Sweden takes the next step

As reported on the BBC, Sweden has taken the next step onward in the journey towards sexuality-blind equality, and voted to legalize same-sex marriages, religious or civil. According to the article, the Lutheran Church has offered to recognize partnerships, but not look favourably on marriage.

On one hand I personally believe that marriage and partnership (civil) rights should be made mutually exclusive, marriage being a religious issue and government benefits being civil. It seems ludicrous that the government refuses benefits to ‘partners’ based on a religious judgment, when partners may be of all shapes and sizes, including siblings, parents, grandparents, homosexual couples, heterosexual couples, etc. If the divide between marriage and civil benefits were actually a divide, then the government could better serve its citizens by guaranteeing rights–even just the basic ones such as adoption, custody of children and inheritance.

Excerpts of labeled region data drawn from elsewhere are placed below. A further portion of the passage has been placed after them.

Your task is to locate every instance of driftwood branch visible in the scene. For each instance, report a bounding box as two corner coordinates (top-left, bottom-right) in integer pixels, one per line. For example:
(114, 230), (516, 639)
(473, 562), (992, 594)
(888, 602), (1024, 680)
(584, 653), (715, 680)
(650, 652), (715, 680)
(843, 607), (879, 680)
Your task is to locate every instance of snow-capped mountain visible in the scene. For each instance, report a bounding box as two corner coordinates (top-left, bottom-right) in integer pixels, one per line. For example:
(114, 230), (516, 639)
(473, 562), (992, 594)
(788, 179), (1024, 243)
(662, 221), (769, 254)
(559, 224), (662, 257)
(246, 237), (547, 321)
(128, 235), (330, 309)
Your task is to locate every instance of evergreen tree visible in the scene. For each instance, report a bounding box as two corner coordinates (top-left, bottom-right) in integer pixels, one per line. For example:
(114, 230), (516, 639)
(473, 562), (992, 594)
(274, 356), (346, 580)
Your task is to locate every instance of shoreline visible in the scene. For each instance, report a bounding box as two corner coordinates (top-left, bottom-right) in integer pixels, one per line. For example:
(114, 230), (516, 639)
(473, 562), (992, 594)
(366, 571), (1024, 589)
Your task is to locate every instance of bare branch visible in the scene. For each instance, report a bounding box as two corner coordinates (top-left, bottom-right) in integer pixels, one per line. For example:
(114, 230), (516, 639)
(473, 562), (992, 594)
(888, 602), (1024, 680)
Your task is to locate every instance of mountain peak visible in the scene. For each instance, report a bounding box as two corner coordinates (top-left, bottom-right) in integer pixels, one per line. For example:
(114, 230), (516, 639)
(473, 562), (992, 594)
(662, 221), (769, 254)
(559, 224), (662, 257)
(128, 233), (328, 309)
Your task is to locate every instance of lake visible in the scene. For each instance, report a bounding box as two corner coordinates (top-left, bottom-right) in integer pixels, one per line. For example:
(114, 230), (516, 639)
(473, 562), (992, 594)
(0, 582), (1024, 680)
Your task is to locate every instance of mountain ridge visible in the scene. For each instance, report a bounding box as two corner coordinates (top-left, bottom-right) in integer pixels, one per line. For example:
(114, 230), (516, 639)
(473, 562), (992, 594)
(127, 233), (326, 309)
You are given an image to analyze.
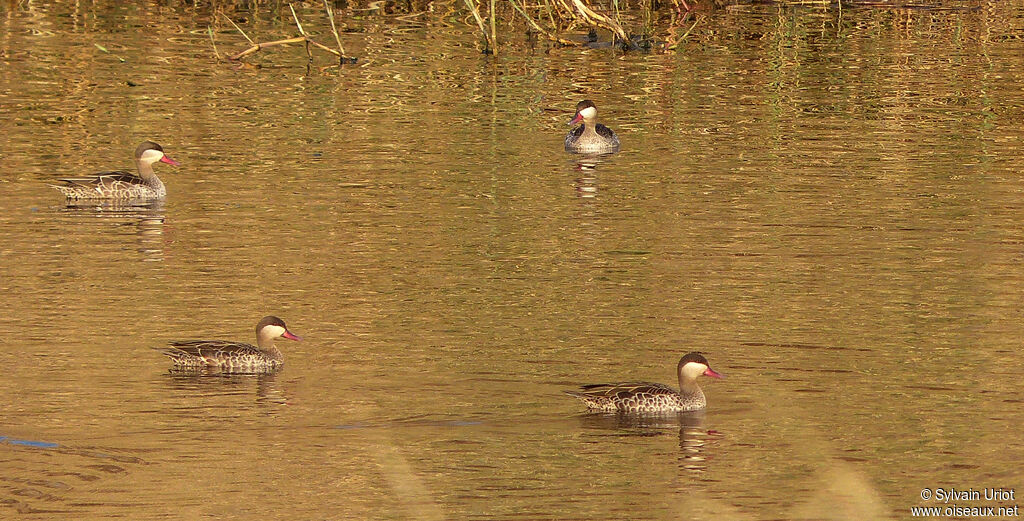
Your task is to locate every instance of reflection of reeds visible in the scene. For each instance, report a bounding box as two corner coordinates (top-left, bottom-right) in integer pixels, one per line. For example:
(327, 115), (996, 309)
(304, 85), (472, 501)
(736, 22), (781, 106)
(210, 0), (355, 63)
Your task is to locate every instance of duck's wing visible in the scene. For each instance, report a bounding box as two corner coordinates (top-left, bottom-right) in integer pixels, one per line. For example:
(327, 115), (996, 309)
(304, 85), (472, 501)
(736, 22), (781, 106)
(155, 340), (260, 364)
(594, 123), (618, 146)
(52, 171), (145, 198)
(565, 382), (679, 399)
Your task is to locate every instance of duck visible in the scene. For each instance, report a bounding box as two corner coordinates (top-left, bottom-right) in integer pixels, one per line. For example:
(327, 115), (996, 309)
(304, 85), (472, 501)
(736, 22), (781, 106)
(565, 99), (618, 154)
(565, 352), (724, 413)
(154, 315), (302, 372)
(50, 141), (180, 201)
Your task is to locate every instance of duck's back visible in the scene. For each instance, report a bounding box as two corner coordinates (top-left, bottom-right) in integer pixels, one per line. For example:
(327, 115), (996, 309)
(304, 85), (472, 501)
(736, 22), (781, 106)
(565, 382), (703, 413)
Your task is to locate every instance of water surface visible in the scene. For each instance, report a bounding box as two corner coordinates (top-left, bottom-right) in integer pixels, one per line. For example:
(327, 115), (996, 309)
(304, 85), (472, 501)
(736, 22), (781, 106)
(0, 2), (1024, 520)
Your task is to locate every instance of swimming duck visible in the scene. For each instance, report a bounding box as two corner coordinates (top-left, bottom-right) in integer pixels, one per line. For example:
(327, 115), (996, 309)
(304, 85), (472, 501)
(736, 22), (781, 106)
(565, 353), (723, 413)
(154, 316), (302, 371)
(51, 141), (178, 201)
(565, 99), (618, 154)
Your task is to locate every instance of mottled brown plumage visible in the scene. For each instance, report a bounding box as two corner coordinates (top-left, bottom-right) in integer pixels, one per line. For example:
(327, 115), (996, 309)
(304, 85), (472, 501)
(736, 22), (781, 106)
(51, 141), (178, 201)
(565, 352), (722, 413)
(154, 316), (301, 372)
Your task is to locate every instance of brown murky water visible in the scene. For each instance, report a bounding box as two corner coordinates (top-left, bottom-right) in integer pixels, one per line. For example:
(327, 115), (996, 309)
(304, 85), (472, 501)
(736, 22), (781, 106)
(0, 2), (1024, 520)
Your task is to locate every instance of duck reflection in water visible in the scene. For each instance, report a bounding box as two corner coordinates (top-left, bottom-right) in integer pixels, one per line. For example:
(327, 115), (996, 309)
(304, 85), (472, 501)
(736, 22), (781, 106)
(166, 368), (288, 407)
(571, 154), (613, 199)
(61, 200), (164, 262)
(579, 410), (721, 473)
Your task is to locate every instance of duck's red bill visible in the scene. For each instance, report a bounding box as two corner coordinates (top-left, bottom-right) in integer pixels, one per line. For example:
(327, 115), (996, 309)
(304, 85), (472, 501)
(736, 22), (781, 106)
(705, 367), (725, 378)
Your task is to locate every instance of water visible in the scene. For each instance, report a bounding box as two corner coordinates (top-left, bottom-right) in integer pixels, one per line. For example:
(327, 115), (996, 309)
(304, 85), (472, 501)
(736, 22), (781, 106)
(0, 3), (1024, 520)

But I digress. What I like about the Swedish law is that it does not force the Lutheran church or any other to carry out the marriages, and the Lutheran church has decided to let individual pastors refuse, but it has stated that homosexual couples wed in religious ceremonies have equal protection to those of civil ceremonies. This is what states may do for religion–recognize the binding power of the ceremony–not lay down religious doctrine; this also is a civil decision, not one made because they church favored it, limiting the interconnectedness in the other direction, too.